Corso biblico. Torino
del 1 marzo 2019.
Le parabole evangeliche
(Appunti presi durante
la conferenza di don Franco Barbero).
In Matteo 13, 44-46 si
trovano le brevi parabole del tesoro nascosto e del mercante di
perle, animate da una serie di verbi di attività (trovare, andare,
vendere, comprare). Il Weber evidenzia come il protagonista della
prima parabola sia lo stesso tesoro, che è nascosto, ed il suo
ritrovamento è un incontro che cambia la vita. Per comperare la
perla preziosa il mercante vende tutti i suoi averi; in entrambi i
casi si tratta di una svolta radicale: era probabilmente un messaggio
ad una comunità che considerava sublime il messaggio di Gesù, ma
non aveva cambiato la vita. Il Mello sottolinea la positività di
questi insegnamenti: la scelta di vita che essi propongono non sono
solo rinuncia, ma sono una fortuna straordinaria, che procura gioia.

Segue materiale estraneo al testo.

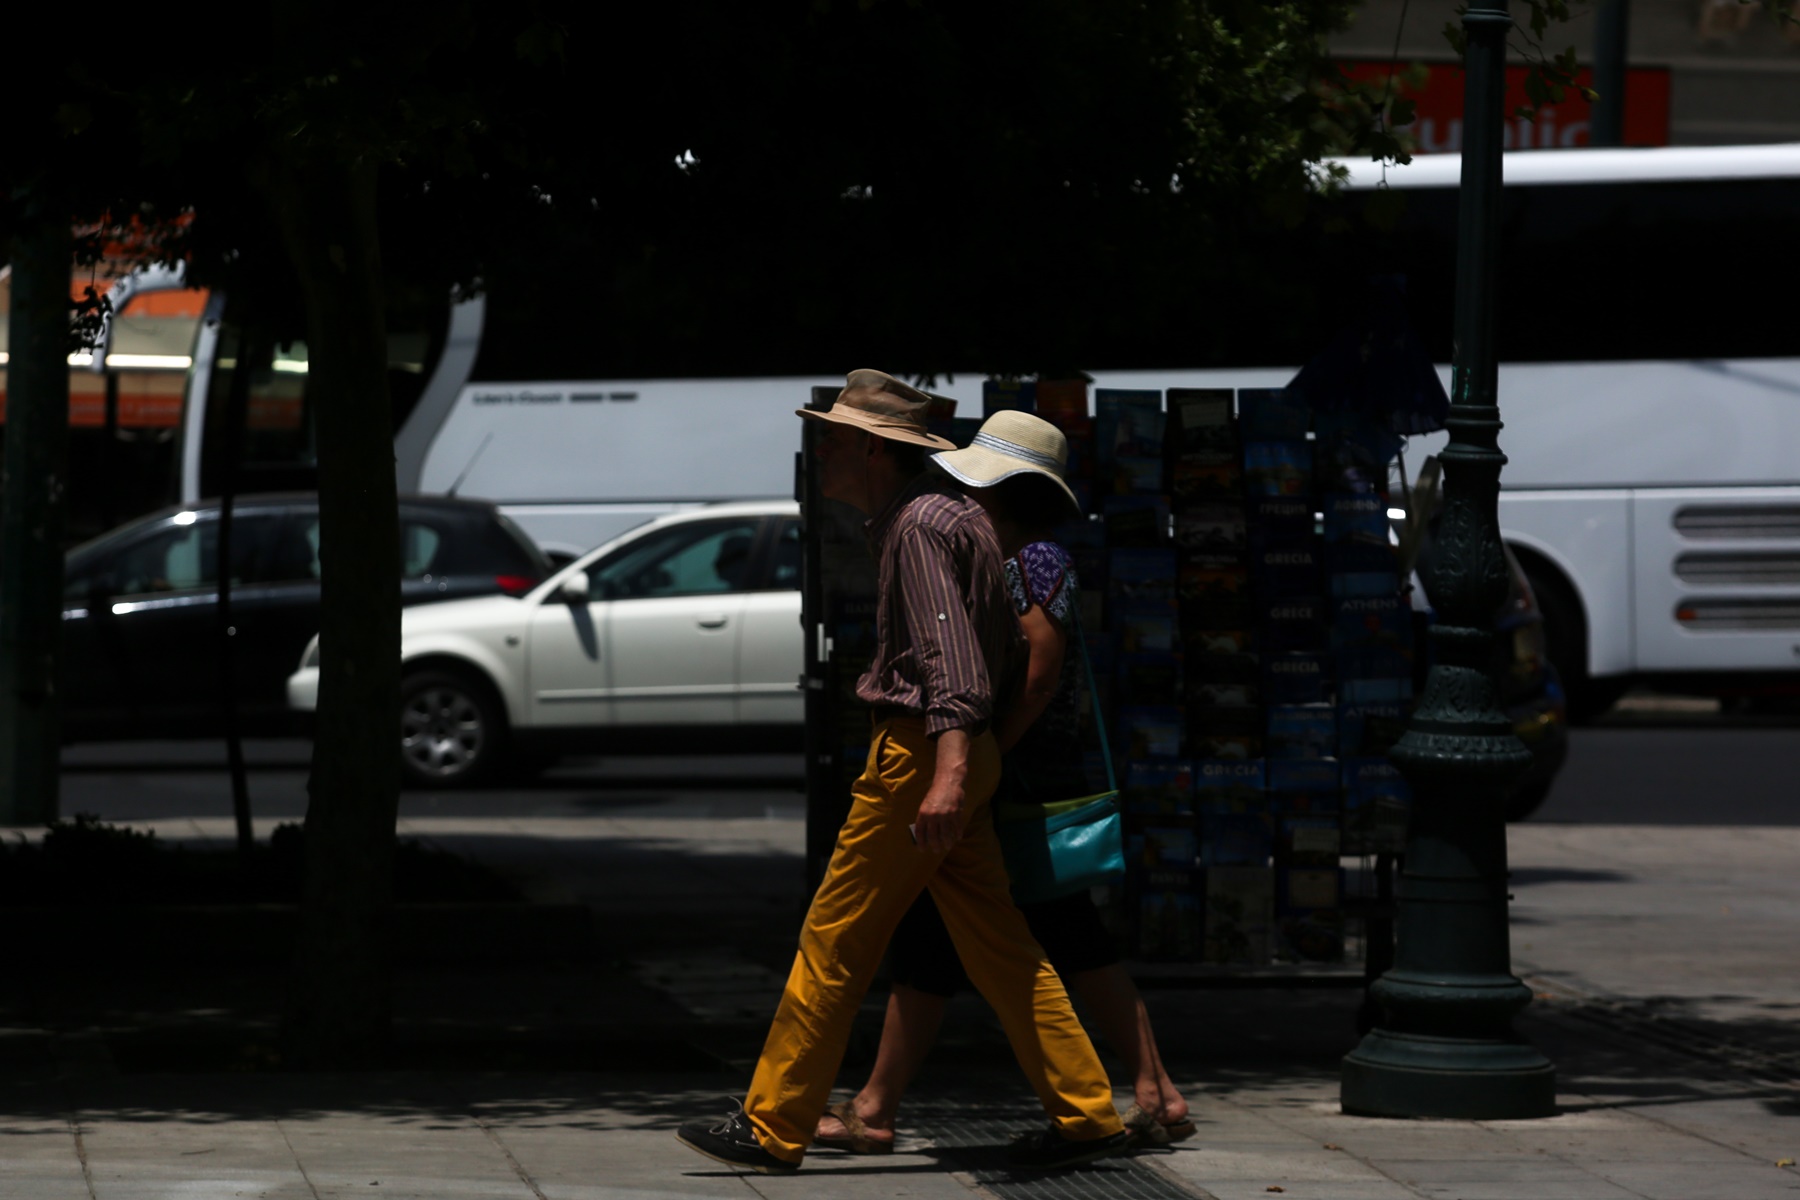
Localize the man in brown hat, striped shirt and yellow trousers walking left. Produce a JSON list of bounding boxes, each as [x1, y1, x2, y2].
[[677, 371, 1129, 1175]]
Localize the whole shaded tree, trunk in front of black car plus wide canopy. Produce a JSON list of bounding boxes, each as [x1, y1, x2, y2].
[[0, 0, 1432, 1063]]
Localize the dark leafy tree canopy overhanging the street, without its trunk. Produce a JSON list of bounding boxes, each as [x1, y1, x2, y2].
[[7, 0, 1418, 374]]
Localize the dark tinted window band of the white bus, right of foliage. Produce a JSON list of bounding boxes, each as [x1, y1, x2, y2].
[[1324, 178, 1800, 363]]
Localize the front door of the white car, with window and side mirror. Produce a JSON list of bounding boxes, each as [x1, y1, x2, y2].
[[529, 516, 761, 727]]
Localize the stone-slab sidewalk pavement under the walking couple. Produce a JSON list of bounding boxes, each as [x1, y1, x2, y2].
[[0, 808, 1800, 1200]]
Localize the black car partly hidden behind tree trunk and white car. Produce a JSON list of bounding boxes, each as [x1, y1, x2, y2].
[[58, 493, 551, 741]]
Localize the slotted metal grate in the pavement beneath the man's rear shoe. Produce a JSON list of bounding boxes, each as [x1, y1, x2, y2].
[[909, 1099, 1211, 1200]]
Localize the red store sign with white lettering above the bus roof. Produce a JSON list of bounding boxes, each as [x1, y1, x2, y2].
[[1339, 61, 1669, 155]]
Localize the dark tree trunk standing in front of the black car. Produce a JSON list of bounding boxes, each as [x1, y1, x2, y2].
[[270, 154, 400, 1067]]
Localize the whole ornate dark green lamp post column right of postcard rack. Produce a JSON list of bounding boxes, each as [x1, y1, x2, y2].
[[1341, 0, 1555, 1119]]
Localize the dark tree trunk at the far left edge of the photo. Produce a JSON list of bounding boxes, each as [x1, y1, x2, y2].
[[0, 200, 74, 824]]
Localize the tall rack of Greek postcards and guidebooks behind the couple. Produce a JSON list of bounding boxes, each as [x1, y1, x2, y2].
[[796, 378, 1415, 986]]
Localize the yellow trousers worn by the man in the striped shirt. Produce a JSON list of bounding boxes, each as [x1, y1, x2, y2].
[[743, 718, 1123, 1162]]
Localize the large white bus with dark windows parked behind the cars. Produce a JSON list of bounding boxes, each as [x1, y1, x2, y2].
[[180, 146, 1800, 714]]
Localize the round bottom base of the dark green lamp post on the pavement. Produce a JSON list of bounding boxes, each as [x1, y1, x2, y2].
[[1339, 1029, 1557, 1121]]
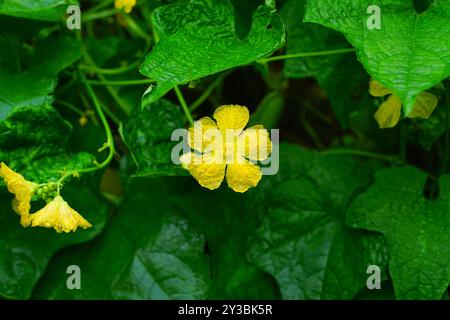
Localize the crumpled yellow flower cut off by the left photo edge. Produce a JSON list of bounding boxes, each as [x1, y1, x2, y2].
[[0, 162, 38, 217]]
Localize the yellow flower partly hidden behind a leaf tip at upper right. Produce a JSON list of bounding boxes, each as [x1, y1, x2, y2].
[[369, 80, 438, 129]]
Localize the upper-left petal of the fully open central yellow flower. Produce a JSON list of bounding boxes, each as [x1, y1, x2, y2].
[[188, 117, 222, 152]]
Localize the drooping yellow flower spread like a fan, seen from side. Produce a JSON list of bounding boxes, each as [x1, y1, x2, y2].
[[27, 196, 92, 233]]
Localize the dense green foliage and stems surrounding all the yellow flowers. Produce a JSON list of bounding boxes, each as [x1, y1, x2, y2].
[[0, 0, 450, 299]]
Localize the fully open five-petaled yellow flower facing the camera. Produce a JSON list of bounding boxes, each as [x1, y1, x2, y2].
[[180, 105, 272, 192]]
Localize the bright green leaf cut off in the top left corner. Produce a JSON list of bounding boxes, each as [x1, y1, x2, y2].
[[0, 0, 78, 21]]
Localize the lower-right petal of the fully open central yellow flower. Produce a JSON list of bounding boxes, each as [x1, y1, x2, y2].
[[227, 159, 262, 192]]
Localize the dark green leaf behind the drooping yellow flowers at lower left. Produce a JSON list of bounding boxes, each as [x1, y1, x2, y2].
[[0, 185, 107, 299]]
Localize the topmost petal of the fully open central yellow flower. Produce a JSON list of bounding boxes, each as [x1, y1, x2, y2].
[[214, 105, 250, 135]]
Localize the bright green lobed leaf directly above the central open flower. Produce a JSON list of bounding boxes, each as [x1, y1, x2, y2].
[[141, 0, 284, 103]]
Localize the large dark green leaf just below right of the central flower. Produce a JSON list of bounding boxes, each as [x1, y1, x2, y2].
[[249, 144, 386, 299]]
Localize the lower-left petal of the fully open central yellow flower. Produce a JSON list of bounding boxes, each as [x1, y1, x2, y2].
[[180, 152, 226, 190]]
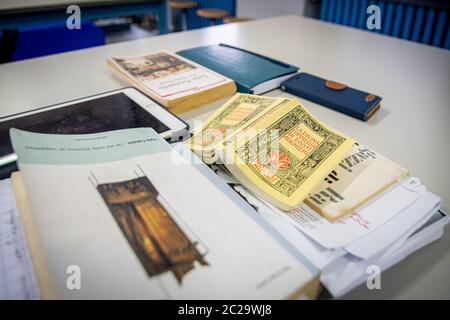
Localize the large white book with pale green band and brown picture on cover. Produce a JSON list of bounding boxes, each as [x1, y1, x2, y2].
[[7, 128, 317, 299]]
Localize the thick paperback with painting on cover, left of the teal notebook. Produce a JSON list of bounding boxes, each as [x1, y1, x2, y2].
[[107, 51, 236, 113]]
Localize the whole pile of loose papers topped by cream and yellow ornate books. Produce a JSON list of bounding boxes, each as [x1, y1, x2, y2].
[[188, 94, 448, 296]]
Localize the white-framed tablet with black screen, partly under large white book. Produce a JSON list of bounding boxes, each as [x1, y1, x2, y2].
[[0, 88, 189, 166]]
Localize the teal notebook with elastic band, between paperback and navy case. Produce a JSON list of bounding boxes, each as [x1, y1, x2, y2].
[[177, 44, 298, 94]]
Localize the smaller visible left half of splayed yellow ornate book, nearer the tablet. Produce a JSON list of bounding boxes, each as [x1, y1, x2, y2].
[[186, 93, 286, 158]]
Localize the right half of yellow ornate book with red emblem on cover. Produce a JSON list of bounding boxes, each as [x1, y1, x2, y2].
[[222, 99, 354, 211]]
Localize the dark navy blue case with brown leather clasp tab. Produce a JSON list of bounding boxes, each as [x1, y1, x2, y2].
[[281, 72, 382, 121]]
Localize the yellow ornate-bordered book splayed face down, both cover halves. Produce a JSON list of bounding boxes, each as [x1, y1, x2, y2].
[[186, 94, 354, 210]]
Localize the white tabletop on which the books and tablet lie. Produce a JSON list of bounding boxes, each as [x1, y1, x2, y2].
[[0, 16, 450, 299]]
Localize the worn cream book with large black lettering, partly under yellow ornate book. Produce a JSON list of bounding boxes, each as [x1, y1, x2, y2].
[[305, 143, 409, 222]]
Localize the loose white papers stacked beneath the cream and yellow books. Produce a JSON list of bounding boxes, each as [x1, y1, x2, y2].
[[213, 166, 449, 296]]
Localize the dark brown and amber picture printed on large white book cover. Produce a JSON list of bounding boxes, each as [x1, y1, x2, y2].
[[97, 177, 208, 285]]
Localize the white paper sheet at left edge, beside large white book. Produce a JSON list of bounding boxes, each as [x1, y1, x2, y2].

L' elemento della gioia, qui evidenziato al v. 44, è particolarmente
presente nel Vangelo di Luca ed è per lo più assente nella
predicazione nelle chiese oggi. Anche queste due parabole trovano un
interessante parallelo nel Vangelo di Tommaso (loghia 76 e 109).
Curtaz evidenzia come il messaggio sia tutto incentrato sulla prassi
e richieda un cambiamento di stile di vita, mentre la dottrina fa
perdere di vista il tesoro della conversione di vita. Nella sua
semplicità le parabole vanno in profondo e interpellano anche noi
oggi: quale è il tesoro che noi oggi possiamo trovare? Non si
possono estrarre modelli, ciascuno deve trovare il proprio percorso
di vita nella
propria situazione personale. La gioia
proviene dall'aver trovato il tesoro, non dall'affidarsi ad un
insegnamento dottrinale. Non c'è gioia se la dottrina rimane
astratta e non si traduce in vita.
Segue la parabola della
rete (Matteo 13, 47-52), che ha una corrispondenza in Tommaso 8. Come
evidenzia il Weber, nella comunità matteana doveva esserci una
pretesa di anticipare il tempo della separazione dei buoni dai
cattivi; ma, come nella parabola della zizzania, non appartiene a noi
separare il bene dal male: questa è prerogativa di Dio. C'è invece
la tentazione di costituire una comunità per eletti, tentazione che
si manifesta nelle tendenze gnostiche, che trovano espressione nel
Vangelo di Tommaso, dove il pescatore trattiene solo il pesce grosso
e butta via tutti i pesci piccoli. Ci si dimentica che l'umanità è
fatta di buoni e di cattivi, o, meglio, che il bene e il male è in
ciascuno di noi. La conclusione è quella straordinaria espressione
del padrone di casa che estrae dal suo tesoro “cose nuove e cose
antiche” (v. 52). Le cose antiche sono le Scritture e la
tradizione, che non vanno buttate a mare, ma non debbono neppure
oscurare le novità, il nuovo insegnamento che viene da Gesù:
bisogna conciliare le due tendenze del tradizionalismo e del
rinnovamento. Sullo sfondo vi è l'immagine apocalittica della
giustizia che verrà instaurata alla fine della storia, quando ci
sarà il reddere actionem.
Infine leggiamo la
parabola della pecora smarrita (Matteo 18, 12-14) che trova una
corrispondenza in Luca 15, 4-7 (che parla di pecora perduta e mette
l'accento (v. 7) sulla gioia del ritrovamento). Il tema riguarda chi
nella comunità si smarrisce o si perde e il messaggio è che costui
non va abbandonato. Come il pastore si prende cura della pecora
smarrita finchè non la ritrova e gioisce per il ritrovamento, così
anche noi dobbiamo avere cura del perduti. Il tema del buon pastore,
riflesso di una economia pastorale, è ricorrente nella Bibbia,
soprattutto nei profeti e nei salmi, dove troviamo anche i cattivi
pastori, così come ci sono anche i falsi profeti. Dobbiamo aver cura
di chi si smarrisce: tutti abbiamo momenti di smarrimento. Nel
Vangelo di Tommaso (loghion 107) la pecora che si smarrisce è la più
bella e al suo ritrovamento il pastore le dice: “Ti amo più delle
altre novantanove”. Ma si tratta di un travisamento di sapore
gnostico del messaggio; in Matteo il pastore ama tutte le sue pecore,
non solo la più bella e non solo quella ritrovata.